BROOKLYN BRIDGE – A New York icon, Brooklyn Bridge was the world’s first steel suspension bridge. When it opened in 1883, the 486-metre spa n between its two support towers was the longest in history. Although its construction was fraught with disaster, the bridge became an inspiring example of urban design. Today, its pedestrian walkway delivers a soul-stirring view of lower Manhattan.
STATUE OF LIBERTY – Conceived in 1865 by French intellectual Edouard de Laboulaye to honour the shared republican values of France and the USA, the Statue of Liberty wasn’t unveiled until 1886. It’s an iron skeleton, designed by Gustave Eiffel, with a copper skin. Reserve tickets online up to six months ahead to access Lady Liberty’s crown.

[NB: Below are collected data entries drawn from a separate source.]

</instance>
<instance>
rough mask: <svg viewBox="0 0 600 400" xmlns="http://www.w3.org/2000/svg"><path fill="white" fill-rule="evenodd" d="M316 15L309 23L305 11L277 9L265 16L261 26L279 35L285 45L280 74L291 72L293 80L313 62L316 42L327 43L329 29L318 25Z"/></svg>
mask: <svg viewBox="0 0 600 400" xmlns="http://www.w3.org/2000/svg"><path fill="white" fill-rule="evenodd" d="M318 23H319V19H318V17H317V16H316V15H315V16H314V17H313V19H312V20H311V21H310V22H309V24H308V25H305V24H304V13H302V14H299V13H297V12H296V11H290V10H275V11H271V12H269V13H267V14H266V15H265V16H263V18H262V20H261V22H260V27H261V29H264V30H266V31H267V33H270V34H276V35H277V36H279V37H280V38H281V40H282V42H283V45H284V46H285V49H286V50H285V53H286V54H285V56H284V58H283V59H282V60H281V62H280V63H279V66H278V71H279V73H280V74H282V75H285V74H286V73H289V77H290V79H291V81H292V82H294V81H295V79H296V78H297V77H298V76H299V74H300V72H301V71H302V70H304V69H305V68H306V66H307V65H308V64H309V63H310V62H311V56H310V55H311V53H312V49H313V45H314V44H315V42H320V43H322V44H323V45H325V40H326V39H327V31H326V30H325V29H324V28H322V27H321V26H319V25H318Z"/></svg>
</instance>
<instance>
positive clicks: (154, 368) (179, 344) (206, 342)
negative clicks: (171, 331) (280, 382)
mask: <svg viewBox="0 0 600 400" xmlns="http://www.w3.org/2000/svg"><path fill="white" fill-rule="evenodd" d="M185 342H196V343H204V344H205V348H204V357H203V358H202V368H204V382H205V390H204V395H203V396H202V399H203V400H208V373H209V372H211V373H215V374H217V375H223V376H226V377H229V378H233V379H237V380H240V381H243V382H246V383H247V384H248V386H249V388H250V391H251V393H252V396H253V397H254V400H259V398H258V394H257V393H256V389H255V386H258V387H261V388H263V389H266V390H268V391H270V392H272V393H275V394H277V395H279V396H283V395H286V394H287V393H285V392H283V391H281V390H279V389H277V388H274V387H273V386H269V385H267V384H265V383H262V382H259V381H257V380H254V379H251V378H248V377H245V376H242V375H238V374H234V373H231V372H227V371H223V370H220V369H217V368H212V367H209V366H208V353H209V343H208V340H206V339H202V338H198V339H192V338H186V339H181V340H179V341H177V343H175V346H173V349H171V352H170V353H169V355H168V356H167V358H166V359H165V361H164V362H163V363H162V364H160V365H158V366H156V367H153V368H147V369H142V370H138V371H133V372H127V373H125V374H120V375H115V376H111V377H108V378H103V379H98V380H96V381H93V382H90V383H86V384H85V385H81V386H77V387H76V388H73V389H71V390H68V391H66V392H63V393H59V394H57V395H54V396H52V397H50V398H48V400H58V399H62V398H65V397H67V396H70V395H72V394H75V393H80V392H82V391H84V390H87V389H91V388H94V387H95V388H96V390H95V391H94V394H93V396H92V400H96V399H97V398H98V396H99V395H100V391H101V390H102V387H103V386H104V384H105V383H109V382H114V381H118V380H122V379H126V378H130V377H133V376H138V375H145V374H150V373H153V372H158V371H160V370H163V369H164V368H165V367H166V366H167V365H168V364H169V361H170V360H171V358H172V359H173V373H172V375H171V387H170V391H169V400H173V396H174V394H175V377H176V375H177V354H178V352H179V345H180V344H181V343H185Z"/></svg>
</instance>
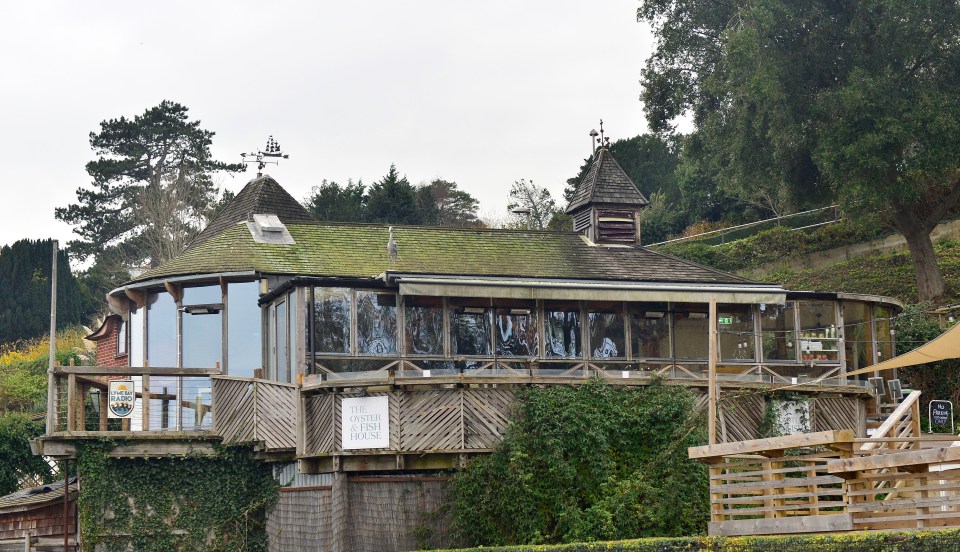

FLATIRON BUILDING – Until 1909, the Flatiron was the world’s tallest building. Designed by Daniel Burnham and built in 1902, this 20-storey skyscraper has a uniquely narrow triangular footprint that resembles the prow of a massive ship. It also features a traditional Beaux Arts limestone and terracotta facade that gets increasingly beautiful as you admire it.
NATIONAL SEPTEMBER 11 MEMORIAL – Rising from the ashes of Ground Zero, the 9/11 memorial is a beautiful response to the city’s darkest chapter. The focal point is Reflecting Absence, two cascading pools occupying the footprints of the ill-fated Twin Towers. Deep below lies the powerful Memorial Museum.
EMPIRE STATE – This striking Art Deco skyscraper may no longer be New York’s tallest building, but it remains one of its most recognisable icons. It was built in just 410 days, using 7 million hours of labour during the Great Depression. Views from its 86th-floor open-air deck and 102nd-floor indoor deck are heavenly. Queues to the top are notorious; book online ahead of time.
ONE WORLD OBSERVATORY – New York’s tallest skyscraper is a soaring 104-storey landmark that looms like a beacon above Lower Manhattan. Take a highspeed ‘sky pod’ ride to the top for astounding views over the city and surrounding states. There’s also a virtual time-lapse documenting the skyline’s evolution from the 1600s.